Straw poll the "graveyard" of some candidacies

Saturdays' Iowa straw poll "the biggest test so far" for many of the Republican presidential wanna-bees taking part, but the results are non-binding and the contest "really doesn't tell us anything about their national standing," says CBS News correspondent Norah O'Donnell.

Still, she added on "The Early Show on Saturday Morning," the straw poll "does say a lot about the campaigns' organization and strategy."

CBS News political analyst John Dickerson said, "It doesn't pick winners, but it can be a graveyard for candidacies.

"In 1999, (Tenn. Sen.) Lamar Alexander made a big effort and then didn't do very well in the straw poll, and that was the end of it for him. He dropped out of the race. (Former Health and Human Services Secretary and ex-Wis. Gov.) Tommy Thompson, in 2007 -- the same thing happened to him.

"So, it doesn't tell us who the winner is, but Iowa doesn't really do that as much as it tells you what the field's going to look like going forward. It winnows out candidates, so this may be the last place for some of these campaigns. They may disappear after the ... straw poll."

O'Donnell told co-anchor Russ Mitchell, "There are high expectations for Congresswoman Michele Bachmann (of Minnesota) that she could either win this thing or do very well. (Texas Rep.) Ron Paul always has a very popular following (in Iowa). His campaign wants to do well, and they're admitting they bought thousands of tickets (for supporters to take part in the straw poll). This is a make-or-break moment, in some ways, some people think, for former Minnesota Governor Tim Pawlenty. He's got to show he can excite some voters, that he can turn out people. He doesn't say he has to finish first or second, but that he's got to finish in the front of the pack. So, I think people will be watching less about who's No.1, but who's really in the front of that pack."

Dickerson concurred, saying Pawlenty "probably has the most to lose, because everybody is looking at this as a key test for him. He needs money to continue running, not only in Iowa, but other states. There's a lot of focus on him. Michelle Bachmann has her own special corps of followers. If she didn't come in first, she could still continue. That's (also) very true with Ron Paul. So it's pretty much the (possible) biggest day of trouble for Tim Pawlenty if he doesn't have a big showing."

Looming large is the big political news to be mad outside Iowa, as well on Saturday, when Texas Gov. Rick Perry tosses his hat into the ring.

"There are a number of Iowa Republicans I talked to," O'Donnell said, " ... who are going to vote in the straw poll who said, 'Wow, I wish Governor Perry was here.' He is overshadowing the straw poll a bit by announcing today in South Carolina, then he'll go to New Hampshire and, on Sunday, he's going to come to Iowa and, very interestingly, he's gonna spend three days here in Iowa, which is a remarkable amount of time to spend in Iowa this early in the campaign, and then he goes back to New Hampshire.

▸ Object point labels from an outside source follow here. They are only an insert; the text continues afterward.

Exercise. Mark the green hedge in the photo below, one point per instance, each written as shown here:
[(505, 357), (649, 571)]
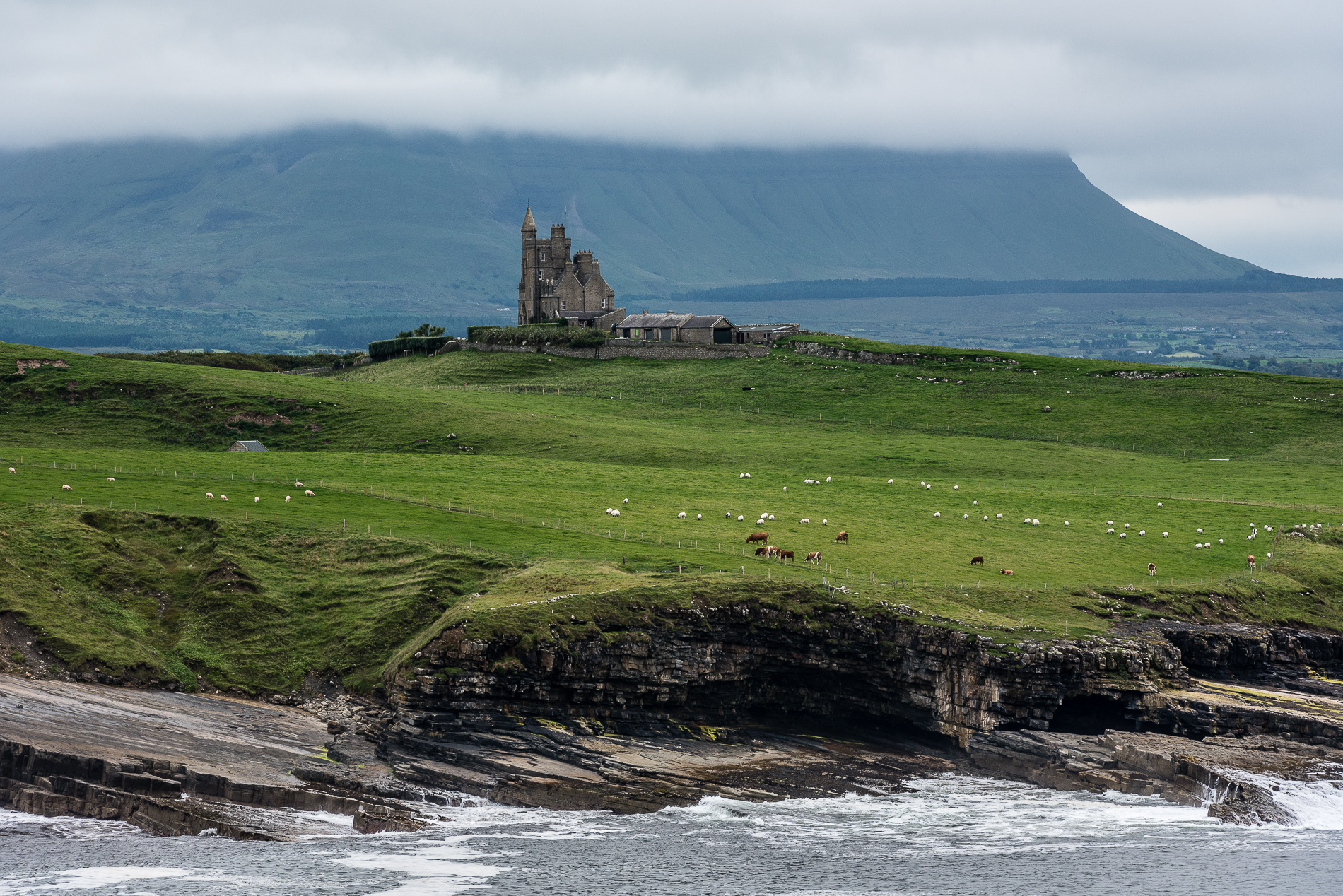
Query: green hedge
[(387, 348), (539, 335)]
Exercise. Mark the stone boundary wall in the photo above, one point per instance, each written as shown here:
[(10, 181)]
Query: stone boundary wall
[(655, 351)]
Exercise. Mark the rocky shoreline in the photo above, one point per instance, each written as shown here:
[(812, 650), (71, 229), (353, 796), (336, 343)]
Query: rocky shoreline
[(738, 702)]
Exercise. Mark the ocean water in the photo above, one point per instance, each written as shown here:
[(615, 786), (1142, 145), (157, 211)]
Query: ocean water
[(953, 835)]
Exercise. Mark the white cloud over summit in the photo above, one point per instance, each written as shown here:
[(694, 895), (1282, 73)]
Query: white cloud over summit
[(1178, 105)]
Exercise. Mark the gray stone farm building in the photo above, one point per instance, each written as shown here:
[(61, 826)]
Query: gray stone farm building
[(558, 285)]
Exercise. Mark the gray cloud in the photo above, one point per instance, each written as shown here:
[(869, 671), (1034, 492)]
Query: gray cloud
[(1185, 101)]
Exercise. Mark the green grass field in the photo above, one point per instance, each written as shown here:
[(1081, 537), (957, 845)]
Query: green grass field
[(555, 442)]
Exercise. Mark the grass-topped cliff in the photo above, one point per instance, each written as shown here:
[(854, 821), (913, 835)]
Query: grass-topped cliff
[(339, 581)]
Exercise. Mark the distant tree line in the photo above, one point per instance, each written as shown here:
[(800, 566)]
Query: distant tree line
[(1252, 281)]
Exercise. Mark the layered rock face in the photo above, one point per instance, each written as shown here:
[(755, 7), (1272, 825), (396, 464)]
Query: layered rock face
[(741, 664)]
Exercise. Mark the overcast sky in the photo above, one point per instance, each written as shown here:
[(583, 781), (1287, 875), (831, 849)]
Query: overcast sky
[(1220, 120)]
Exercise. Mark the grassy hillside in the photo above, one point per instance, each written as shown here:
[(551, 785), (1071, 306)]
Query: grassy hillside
[(555, 442), (240, 244)]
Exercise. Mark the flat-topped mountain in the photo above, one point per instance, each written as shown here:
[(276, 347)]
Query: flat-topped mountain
[(358, 222)]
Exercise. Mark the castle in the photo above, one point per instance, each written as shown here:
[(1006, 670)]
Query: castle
[(555, 285)]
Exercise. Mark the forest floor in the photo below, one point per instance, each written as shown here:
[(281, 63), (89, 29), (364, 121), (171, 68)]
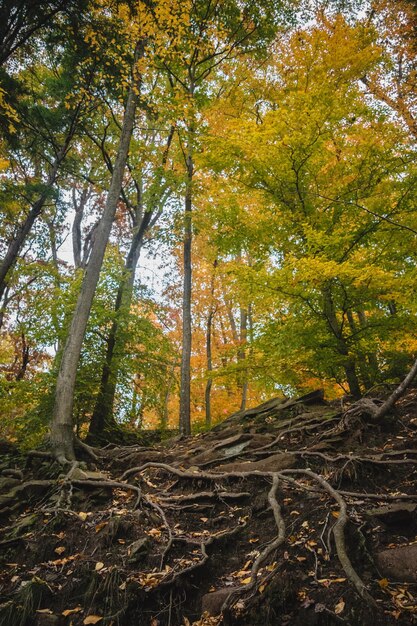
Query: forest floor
[(297, 512)]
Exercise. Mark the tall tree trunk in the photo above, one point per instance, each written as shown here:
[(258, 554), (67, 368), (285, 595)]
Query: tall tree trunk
[(15, 245), (62, 426), (103, 419), (242, 357), (362, 365), (185, 391), (209, 355), (79, 207)]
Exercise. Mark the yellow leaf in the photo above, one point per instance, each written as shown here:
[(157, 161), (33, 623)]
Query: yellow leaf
[(92, 619)]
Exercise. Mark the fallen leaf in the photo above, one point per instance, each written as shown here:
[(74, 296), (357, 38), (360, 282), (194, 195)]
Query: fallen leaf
[(92, 619), (100, 526), (340, 606)]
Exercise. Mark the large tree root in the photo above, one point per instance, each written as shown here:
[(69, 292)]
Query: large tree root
[(273, 545), (285, 475)]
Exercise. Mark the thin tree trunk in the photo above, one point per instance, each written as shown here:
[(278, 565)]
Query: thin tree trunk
[(24, 229), (79, 207), (242, 357), (362, 366), (62, 425), (102, 418), (15, 245), (185, 391), (341, 345)]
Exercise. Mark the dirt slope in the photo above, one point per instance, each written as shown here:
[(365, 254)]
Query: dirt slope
[(295, 512)]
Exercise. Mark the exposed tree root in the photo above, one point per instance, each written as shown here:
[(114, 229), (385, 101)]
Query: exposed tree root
[(273, 545)]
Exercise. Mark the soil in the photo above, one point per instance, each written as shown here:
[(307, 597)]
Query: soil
[(248, 524)]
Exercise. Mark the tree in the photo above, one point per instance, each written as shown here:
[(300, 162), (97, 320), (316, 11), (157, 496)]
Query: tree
[(61, 427)]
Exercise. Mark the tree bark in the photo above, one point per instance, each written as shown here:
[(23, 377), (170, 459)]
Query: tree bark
[(62, 426), (102, 418), (342, 347)]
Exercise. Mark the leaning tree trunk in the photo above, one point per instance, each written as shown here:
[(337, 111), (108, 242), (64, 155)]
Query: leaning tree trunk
[(24, 229), (62, 426)]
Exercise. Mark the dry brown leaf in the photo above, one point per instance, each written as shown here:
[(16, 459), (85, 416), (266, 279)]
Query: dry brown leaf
[(340, 607)]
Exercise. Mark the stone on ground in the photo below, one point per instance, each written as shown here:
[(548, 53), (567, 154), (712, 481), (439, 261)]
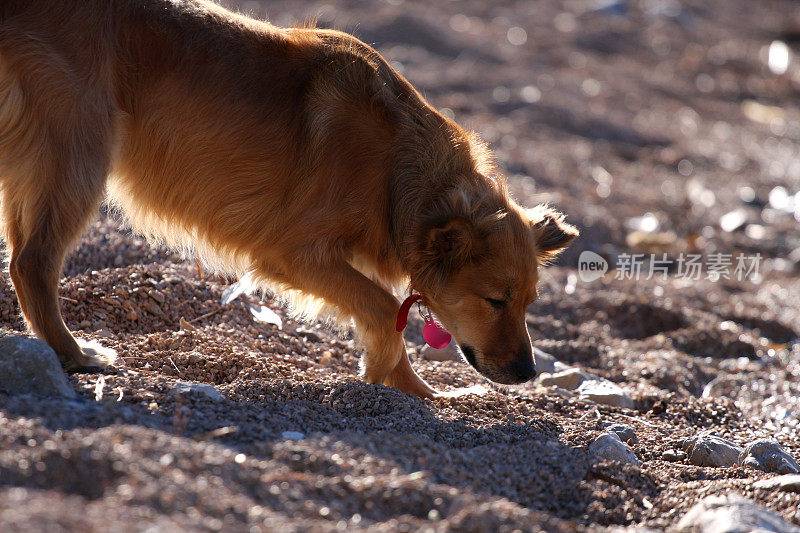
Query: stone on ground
[(768, 455), (732, 514), (608, 447), (30, 366)]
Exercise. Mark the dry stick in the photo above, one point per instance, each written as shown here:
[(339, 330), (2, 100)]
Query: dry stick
[(176, 366), (195, 319)]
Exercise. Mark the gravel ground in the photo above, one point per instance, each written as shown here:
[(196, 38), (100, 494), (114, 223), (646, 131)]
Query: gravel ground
[(657, 126)]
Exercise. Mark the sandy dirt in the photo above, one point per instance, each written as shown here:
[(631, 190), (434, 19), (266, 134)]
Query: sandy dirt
[(609, 111)]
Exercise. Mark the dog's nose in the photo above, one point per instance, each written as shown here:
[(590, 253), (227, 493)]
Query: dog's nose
[(524, 369)]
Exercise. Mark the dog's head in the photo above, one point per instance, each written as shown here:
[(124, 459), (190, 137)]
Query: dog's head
[(477, 271)]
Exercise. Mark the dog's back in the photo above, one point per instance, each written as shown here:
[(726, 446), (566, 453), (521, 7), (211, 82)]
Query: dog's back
[(296, 156)]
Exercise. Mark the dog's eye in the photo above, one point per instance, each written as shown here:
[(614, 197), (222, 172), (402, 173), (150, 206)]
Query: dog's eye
[(497, 304)]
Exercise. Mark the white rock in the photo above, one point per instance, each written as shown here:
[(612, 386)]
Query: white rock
[(625, 432), (184, 387), (545, 363), (732, 514), (787, 482), (570, 378), (30, 366), (769, 456), (605, 393), (608, 447), (709, 449)]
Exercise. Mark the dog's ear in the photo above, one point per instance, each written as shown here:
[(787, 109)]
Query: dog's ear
[(452, 240), (551, 232)]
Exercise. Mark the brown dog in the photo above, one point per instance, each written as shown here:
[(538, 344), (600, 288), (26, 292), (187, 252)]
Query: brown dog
[(295, 156)]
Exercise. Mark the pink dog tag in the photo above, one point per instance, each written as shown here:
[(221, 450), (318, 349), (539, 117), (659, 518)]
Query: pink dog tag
[(435, 335)]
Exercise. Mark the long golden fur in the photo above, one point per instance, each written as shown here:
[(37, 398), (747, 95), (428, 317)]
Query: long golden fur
[(297, 157)]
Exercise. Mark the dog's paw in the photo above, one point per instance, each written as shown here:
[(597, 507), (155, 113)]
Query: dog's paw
[(94, 357)]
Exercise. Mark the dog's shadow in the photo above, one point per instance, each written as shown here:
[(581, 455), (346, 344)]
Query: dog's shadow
[(340, 436)]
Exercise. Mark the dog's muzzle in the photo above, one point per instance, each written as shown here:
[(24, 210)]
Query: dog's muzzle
[(519, 370)]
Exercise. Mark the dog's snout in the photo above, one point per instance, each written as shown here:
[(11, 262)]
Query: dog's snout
[(523, 369)]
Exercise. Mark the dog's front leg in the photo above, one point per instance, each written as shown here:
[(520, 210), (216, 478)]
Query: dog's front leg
[(374, 310)]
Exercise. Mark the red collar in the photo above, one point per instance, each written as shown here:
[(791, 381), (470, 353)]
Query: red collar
[(405, 307)]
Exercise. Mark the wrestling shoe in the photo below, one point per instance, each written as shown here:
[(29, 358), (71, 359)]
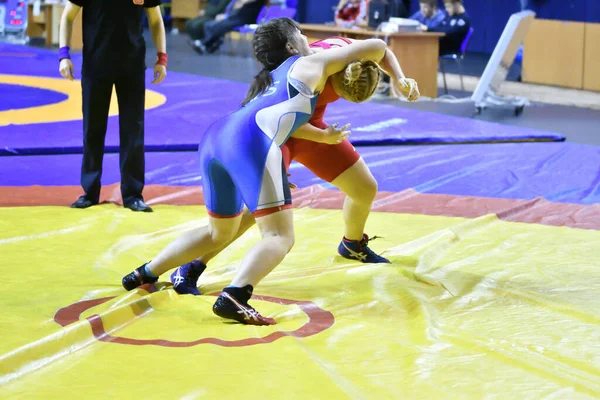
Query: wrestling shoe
[(358, 250), (185, 278), (230, 307), (137, 278)]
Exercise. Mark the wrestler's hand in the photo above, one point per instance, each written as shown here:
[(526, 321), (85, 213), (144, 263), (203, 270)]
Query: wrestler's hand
[(336, 135), (292, 185), (66, 69), (409, 88)]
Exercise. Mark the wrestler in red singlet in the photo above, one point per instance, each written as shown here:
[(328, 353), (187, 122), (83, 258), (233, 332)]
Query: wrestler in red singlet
[(326, 161)]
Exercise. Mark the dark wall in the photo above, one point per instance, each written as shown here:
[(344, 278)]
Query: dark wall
[(489, 17)]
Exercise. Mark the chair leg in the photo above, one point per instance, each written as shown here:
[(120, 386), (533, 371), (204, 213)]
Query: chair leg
[(462, 83), (444, 75)]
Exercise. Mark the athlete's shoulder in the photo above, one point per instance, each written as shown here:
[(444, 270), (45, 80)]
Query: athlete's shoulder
[(332, 42)]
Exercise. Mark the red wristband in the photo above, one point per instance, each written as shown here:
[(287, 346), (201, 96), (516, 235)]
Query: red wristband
[(162, 59)]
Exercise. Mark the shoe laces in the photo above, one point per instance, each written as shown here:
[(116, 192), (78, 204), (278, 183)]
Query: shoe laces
[(193, 273), (365, 248)]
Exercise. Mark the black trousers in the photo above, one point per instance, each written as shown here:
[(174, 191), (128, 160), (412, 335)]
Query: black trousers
[(97, 91)]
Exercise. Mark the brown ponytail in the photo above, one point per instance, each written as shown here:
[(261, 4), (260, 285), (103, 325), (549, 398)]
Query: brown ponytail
[(270, 49)]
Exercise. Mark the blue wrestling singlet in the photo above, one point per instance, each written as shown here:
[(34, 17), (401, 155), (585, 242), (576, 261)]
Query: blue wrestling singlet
[(240, 156)]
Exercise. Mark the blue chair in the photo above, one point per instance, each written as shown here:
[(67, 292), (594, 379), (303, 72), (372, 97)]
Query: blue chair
[(266, 14), (458, 57)]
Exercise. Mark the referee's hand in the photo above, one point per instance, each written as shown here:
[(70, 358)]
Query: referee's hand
[(66, 68), (160, 71)]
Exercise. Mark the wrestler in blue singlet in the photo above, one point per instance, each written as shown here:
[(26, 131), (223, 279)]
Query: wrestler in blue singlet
[(240, 156)]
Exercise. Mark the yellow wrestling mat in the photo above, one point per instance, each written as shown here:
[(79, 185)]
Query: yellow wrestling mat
[(469, 309)]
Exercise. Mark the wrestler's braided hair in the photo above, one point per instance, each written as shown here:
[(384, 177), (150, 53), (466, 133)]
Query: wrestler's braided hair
[(361, 79), (270, 49)]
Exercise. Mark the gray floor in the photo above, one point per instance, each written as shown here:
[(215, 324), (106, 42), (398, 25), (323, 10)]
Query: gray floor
[(579, 125)]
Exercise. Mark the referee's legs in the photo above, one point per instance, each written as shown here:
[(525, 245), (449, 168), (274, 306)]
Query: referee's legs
[(131, 92), (96, 95)]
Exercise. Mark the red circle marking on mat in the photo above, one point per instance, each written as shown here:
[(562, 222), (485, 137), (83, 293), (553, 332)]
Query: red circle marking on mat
[(318, 321)]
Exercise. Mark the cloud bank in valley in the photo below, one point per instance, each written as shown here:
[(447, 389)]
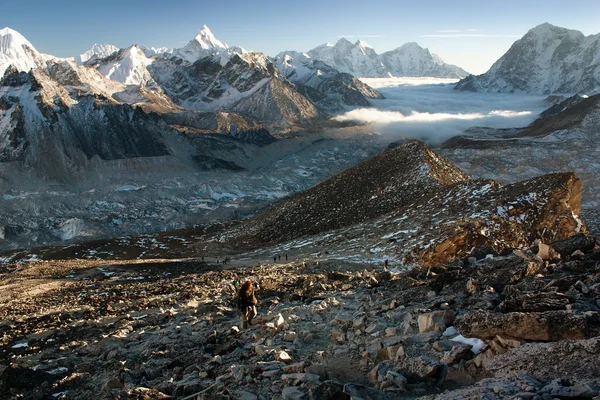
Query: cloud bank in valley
[(429, 109)]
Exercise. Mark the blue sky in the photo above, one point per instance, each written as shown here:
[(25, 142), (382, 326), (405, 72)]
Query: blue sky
[(471, 34)]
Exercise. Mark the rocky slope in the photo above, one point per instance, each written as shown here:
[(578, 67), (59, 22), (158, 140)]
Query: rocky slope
[(410, 202), (564, 138), (15, 50), (361, 60), (522, 325), (548, 59)]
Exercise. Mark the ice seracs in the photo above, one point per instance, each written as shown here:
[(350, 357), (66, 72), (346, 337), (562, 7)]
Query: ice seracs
[(547, 59)]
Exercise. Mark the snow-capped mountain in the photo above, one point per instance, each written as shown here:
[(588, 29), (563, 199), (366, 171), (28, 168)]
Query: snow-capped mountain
[(361, 60), (203, 45), (412, 60), (547, 59), (323, 85), (156, 51), (98, 51), (15, 50), (128, 66)]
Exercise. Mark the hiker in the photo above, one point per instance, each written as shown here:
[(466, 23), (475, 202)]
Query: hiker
[(247, 304)]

"There's a lot of buzz about Rick Perry because ... he excites fiscal conservatives because of the relatively low unemployment in Texas at 8.2 percent, below the national average, he excites social conservatives, religious conservatives, so he is definitely going to be a player in this contest."

Sarah Palin is also in Iowa but, Dickerson observes, "No one really knows" what she's doing there. "Sarah Palin," he notes, "says she's still thinking about running. She is a little bit predictable though: When something big is happening for other candidates - (former Mass. Gov.) Mitt Romney, when he was announcing in New Hampshire, Sarah Palin showed up. When there's the big straw poll in Ames, Iowa, Sarah Palin shows up. So she at least wants to be a part of the conversation, and that's indeed what she's done again here by showing up out of the blue."

"What's really interesting about Sarah Palin is, just as John mentioned," O'Donnell pointed out, "likes to show up at the events, but sort of doesn't want to say whether she's running or not for president -- just wants some of the attention, and was asked a lot of questions about Michele Bachmann, the other woman in the race, and took the opportunity to weigh in and criticize that (controversial, unflattering) Newsweek cover (photo) of Michele Bachmann saying she did not think it was fair."

But Palin still excites crows, O'Donnell says, and "does still have kind of a following. She was the Republican vice presidential nominee in the last election, so she has wide name recognition. She is sometimes referred to as a 'celebeutician,' meaning a celebrity and a politician ... so she can still certainly draw a crowd."